Genellikle bilinçli olarak verilmezler ama şu ya da bu şekilde bu kararlar
veriliyor.
Hastalıklar ve temsil ettiği duygular ile ilgili biraz
örnekler vereyim. Önce hastalığınızı
düşünün sonra da ona sebep olabilecek duygunuz olup olmadığına.

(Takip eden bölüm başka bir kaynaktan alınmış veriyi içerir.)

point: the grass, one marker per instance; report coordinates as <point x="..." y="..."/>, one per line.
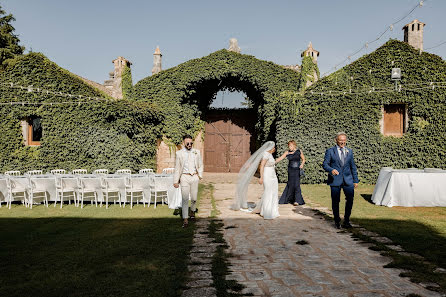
<point x="92" y="251"/>
<point x="420" y="230"/>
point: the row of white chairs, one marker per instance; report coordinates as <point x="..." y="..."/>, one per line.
<point x="85" y="171"/>
<point x="78" y="188"/>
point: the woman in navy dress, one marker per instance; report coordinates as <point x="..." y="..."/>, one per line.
<point x="292" y="193"/>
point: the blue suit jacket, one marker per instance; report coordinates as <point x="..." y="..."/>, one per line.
<point x="347" y="174"/>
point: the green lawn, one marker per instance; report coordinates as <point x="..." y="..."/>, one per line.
<point x="92" y="251"/>
<point x="420" y="230"/>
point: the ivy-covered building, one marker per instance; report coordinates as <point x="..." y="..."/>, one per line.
<point x="78" y="124"/>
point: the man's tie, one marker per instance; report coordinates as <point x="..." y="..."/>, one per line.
<point x="342" y="157"/>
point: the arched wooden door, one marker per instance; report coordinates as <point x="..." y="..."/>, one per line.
<point x="229" y="139"/>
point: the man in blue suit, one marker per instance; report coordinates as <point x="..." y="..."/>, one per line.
<point x="342" y="174"/>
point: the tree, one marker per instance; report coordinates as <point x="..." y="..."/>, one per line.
<point x="9" y="42"/>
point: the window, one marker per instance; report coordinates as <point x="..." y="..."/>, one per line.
<point x="32" y="130"/>
<point x="394" y="121"/>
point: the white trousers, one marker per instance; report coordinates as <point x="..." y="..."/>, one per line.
<point x="189" y="186"/>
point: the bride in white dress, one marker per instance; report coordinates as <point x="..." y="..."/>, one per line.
<point x="268" y="207"/>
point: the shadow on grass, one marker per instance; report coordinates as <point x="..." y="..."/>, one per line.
<point x="57" y="256"/>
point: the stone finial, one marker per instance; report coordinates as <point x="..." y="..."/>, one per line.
<point x="233" y="46"/>
<point x="157" y="56"/>
<point x="413" y="34"/>
<point x="310" y="51"/>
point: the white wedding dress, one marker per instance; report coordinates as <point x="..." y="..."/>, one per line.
<point x="268" y="207"/>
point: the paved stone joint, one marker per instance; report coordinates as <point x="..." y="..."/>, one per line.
<point x="268" y="260"/>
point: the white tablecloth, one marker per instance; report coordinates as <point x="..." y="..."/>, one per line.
<point x="410" y="187"/>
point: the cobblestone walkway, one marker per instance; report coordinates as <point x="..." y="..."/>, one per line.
<point x="301" y="254"/>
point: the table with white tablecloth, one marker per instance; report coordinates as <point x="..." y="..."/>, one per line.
<point x="410" y="187"/>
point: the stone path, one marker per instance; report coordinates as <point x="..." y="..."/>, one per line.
<point x="301" y="254"/>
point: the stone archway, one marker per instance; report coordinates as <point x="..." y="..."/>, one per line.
<point x="186" y="91"/>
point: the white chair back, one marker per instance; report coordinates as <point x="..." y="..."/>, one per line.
<point x="168" y="170"/>
<point x="34" y="172"/>
<point x="123" y="171"/>
<point x="90" y="184"/>
<point x="12" y="173"/>
<point x="100" y="171"/>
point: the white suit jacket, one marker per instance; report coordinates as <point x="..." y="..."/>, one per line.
<point x="180" y="160"/>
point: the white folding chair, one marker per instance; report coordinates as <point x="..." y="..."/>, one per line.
<point x="89" y="186"/>
<point x="66" y="185"/>
<point x="123" y="171"/>
<point x="34" y="172"/>
<point x="17" y="186"/>
<point x="12" y="173"/>
<point x="3" y="190"/>
<point x="35" y="188"/>
<point x="135" y="186"/>
<point x="100" y="171"/>
<point x="113" y="185"/>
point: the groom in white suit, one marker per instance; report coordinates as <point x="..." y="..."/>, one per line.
<point x="188" y="171"/>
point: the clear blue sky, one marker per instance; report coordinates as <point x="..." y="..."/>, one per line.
<point x="85" y="36"/>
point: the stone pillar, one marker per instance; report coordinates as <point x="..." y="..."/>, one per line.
<point x="413" y="34"/>
<point x="233" y="46"/>
<point x="157" y="56"/>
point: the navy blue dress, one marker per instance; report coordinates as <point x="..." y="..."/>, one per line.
<point x="292" y="192"/>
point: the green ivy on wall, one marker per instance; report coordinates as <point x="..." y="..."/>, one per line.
<point x="99" y="134"/>
<point x="319" y="117"/>
<point x="309" y="72"/>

Korku: Böbreklerle ilgili sorunlar
Öfke: Karaciğer yağlanması
Üzüntü, keder: Astma, bronşit, zatürre, öksürük
Endişe: Dalak, karın içi rahatsızlıkları ve bağırsaklar
Güven eksikliği, tehlikedeyim düşüncesi: Bel fıtığı
Aşırı duygular, dehşet, sevinç, korku vs: Kalp ve damar
hastalıkları
Otorite ve prensip sorunu: Kemiklerle ilgili hastalıklar
Hayatımı doya doya yaşayamıyorum duygusu: Osteoporoz
Kendini parçalanmış hissetmek, imaj sorunu yaşamak: Kemik
kırıklıkları
Destek arayışı: Omurga ile ilgili sorunlar
Önyargı, inat, yaşla ilgili problemler: Eklemler
Hayatı kucaklayamamak, kontrolcü olmak: Dirsekler
Zihnimizi serbest bırakamıyor olmak: Bağ dokusu sertleşmesi
Kibir, dikbaşlılık, gurur: Dizler
Tatminsiz, çaresiz hissetmek. Hareket etmeye cesaret
edemiyor olmak: Kalçalar
Güçsüz ve önemsi hissetmek: Şişmanlık
Yaşamdan tat alamama, yaşama sevincini yitirme: Diyabet
Aşırı duygu yüklenmek, insanlarla iletişim kuramamak:
Omuzlar
Duygusal çelişkiler yaşamak: Yumurtalık kistleri
Kendini ifade edememe, anlatmak istediklerini söyleyememek:
Boğaz ağrısı
Aile ile ilgili sorunlar: Demir eksikliği
Zihnimizi sıktığımızda, zihnimizi bloke ediyoruz. Bloke
olunca da bağışıklık sistemimiz çöküyor.
Yukarıda da belirttğim gibi, fizyoloji ile iç temsil
arasında doğrudan bir bağlantı var. Biri değişince diğeri de değişir.
Güçlü olmak istiyorsanız, güçlüymüş gibi davranın.